Masz jeszcze tylko kilka dni na przygotowanie się do nadejścia euro. Jeżeli nie chcesz stracić na wymianie, schowane w bieliźniarce marki i inne europejskie waluty zanieś do banku albo wymień w kantorze.
Rewolucja ta dotknie także nas, Polaków. 1 stycznia 2002 r. każda osoba mająca w polskim banku rachunek oszczędnościowy lub kredytowy prowadzony w walutach krajów "dwunastki” stanie się posiadaczem rachunku denominowanego w euro.
Z krajów UE nie przejdą na euro, przynajmniej na razie, Wielka Brytania, Dania i Szwecja. Nic się nie zmienia, jeżeli chodzi o waluty państw spoza UE. Dolary amerykańskie, franki szwajcarskie itp. nadal będą w obiegu.
A co zrobić, gdy obce waluty trzymamy w domu? Najlepiej wpłacić je do końca roku na już posiadany albo nowo założony rachunek bankowy. W sylwestrową noc bank za darmo i bez formalności zamieni nam te pieniądze na euro.
Można też już teraz wymienić waluty w kantorze na złote albo po 1 stycznia w banku na euro. Ale uwaga: za wymianę walut obcych na euro banki będą pobierały prowizję. W NBP wynosić ona będzie 2 proc. przy wymianie banknotów i aż 50 proc. przy wymianie bilonu. Banki komercyjne będą mogły za tę operację stosować własne stawki.

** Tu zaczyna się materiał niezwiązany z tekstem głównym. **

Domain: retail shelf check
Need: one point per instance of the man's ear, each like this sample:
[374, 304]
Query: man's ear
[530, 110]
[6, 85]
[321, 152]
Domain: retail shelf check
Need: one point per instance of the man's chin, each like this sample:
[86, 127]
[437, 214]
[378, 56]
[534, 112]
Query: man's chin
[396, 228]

Spieszyć się należy przede wszystkim z pozbyciem marek niemieckich. Polskie prawo mówi, że kantory mogą obracać tylko walutami będącymi w obiegu, co oznacza, że 2 stycznia 2002 r. nikt marek od nas nie kupi.
Nie bójmy się euro
• Z wybiciem godziny 24 w sylwestra waluty narodowe dwunastu krajów Europy Zachodniej zastąpione zostaną jedną – euro. Czy Polacy powinni się tego obawiać?

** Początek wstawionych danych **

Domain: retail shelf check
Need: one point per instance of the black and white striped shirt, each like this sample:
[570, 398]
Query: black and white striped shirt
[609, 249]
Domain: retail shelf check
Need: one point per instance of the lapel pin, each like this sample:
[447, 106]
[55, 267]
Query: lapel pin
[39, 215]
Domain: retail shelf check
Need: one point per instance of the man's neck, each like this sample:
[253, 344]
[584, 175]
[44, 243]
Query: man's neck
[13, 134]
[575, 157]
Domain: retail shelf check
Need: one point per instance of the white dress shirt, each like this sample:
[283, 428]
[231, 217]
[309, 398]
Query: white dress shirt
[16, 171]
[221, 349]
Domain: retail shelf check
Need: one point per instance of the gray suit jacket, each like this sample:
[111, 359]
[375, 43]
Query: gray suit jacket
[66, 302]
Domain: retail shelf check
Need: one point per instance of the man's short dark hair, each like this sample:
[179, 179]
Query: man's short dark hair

– Absolutnie nie – ani teraz, gdy euro wprowadza dwanaście krajów Unii Europejskiej, ani potem, gdy wspólna waluta zastąpi złotego. Wprowadzenie jej będzie miało w zasadzie tylko same dobre strony.

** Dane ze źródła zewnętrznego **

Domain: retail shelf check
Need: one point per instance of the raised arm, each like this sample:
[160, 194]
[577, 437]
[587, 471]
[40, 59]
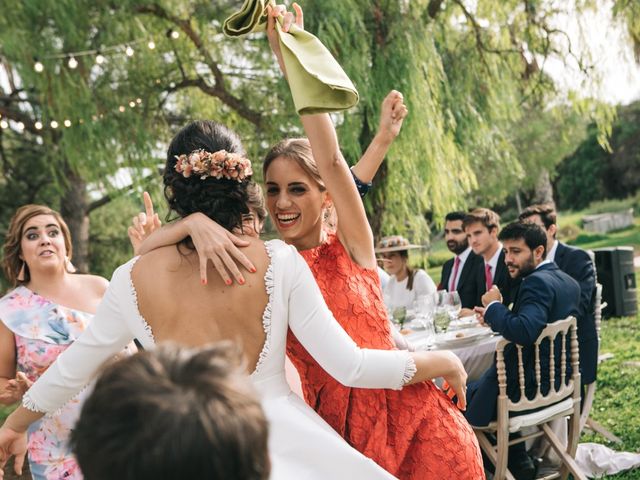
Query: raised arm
[315, 327]
[392, 114]
[353, 228]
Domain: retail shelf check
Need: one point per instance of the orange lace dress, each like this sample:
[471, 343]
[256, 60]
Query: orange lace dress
[414, 433]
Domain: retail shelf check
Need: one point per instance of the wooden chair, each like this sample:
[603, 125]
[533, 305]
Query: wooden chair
[564, 402]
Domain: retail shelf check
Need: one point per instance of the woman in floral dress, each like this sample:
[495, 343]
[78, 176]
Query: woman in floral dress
[45, 312]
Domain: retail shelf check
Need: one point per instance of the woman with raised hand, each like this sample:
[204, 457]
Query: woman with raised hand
[159, 297]
[49, 307]
[415, 433]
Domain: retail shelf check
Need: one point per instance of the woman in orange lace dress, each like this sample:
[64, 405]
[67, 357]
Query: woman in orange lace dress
[416, 433]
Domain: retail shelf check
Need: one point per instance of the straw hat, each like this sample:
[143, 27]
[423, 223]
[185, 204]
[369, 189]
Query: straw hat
[394, 243]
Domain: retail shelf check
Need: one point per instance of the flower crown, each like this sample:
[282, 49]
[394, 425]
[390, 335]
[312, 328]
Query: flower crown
[220, 164]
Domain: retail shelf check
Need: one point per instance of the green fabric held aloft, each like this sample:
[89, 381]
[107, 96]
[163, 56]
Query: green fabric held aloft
[317, 81]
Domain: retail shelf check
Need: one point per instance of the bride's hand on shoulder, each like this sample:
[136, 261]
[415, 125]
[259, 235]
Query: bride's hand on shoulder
[217, 245]
[288, 19]
[12, 443]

• Jakie? Po co ta cała operacja?
– Firmom, w tym także polskim, znacznie ułatwi to wzajemne rozliczenia, nie będą one również traciły na prowizjach pobieranych przy przeliczaniu jednych walut na inne. Wprawdzie są to minimalne kwoty – ale są. Łatwiejsze życie będą miały też osoby fizyczne, w tym również Polacy.
• Przecież my tej waluty jeszcze nie przyjmujemy!
– Ale wyjeżdżając na Zachód nie będziemy już musieli wymieniać złotych na marki, franki, liry, drachmy, pesety itd. i oddzielnie płacić przy tym prowizji. Podróżując do dwunastu krajów zachodnich wystarczy mieć w kieszeni jedną walutę – euro. Łatwiej, bo już bez skomplikowanych przeliczeń, będzie też można porównać ceny tych samych artykułów i usług w różnych krajach.
• Co ma zrobić Polak mający w banku rachunek lub kredyt w jednej z walut zastępowanych wkrótce przez euro?
– Nic. 31 grudnia zarówno rachunek, jak i kredyt zostaną automatycznie, bez żadnych formalności
i opłat, przeliczone na euro.
• A jeżeli trzymamy te waluty
w skarpecie?
– Czym prędzej zanieśmy je do banku i wpłaćmy na już posiadany albo nowo założony rachunek walutowy. Kwota zostanie przeliczona na euro według stałego, obowiązującego od trzech lat kursu. Szczególnie należy się pospieszyć z wymianą marki niemieckiej; ona już 31 grudnia przestaje być walutą obiegową. 1 stycznia przyszłego roku nic za marki już w Niemczech nie kupimy.
• Może więc lepiej wymienić marki na złote w kantorze albo u konika?
– W kantorze można, u konika jednak nie radzę. Bardzo łatwo przy takiej transakcji, najczęściej przeprowadzanej w pośpiechu, bywa że w ciemnej bramie, paść ofiarą oszustwa.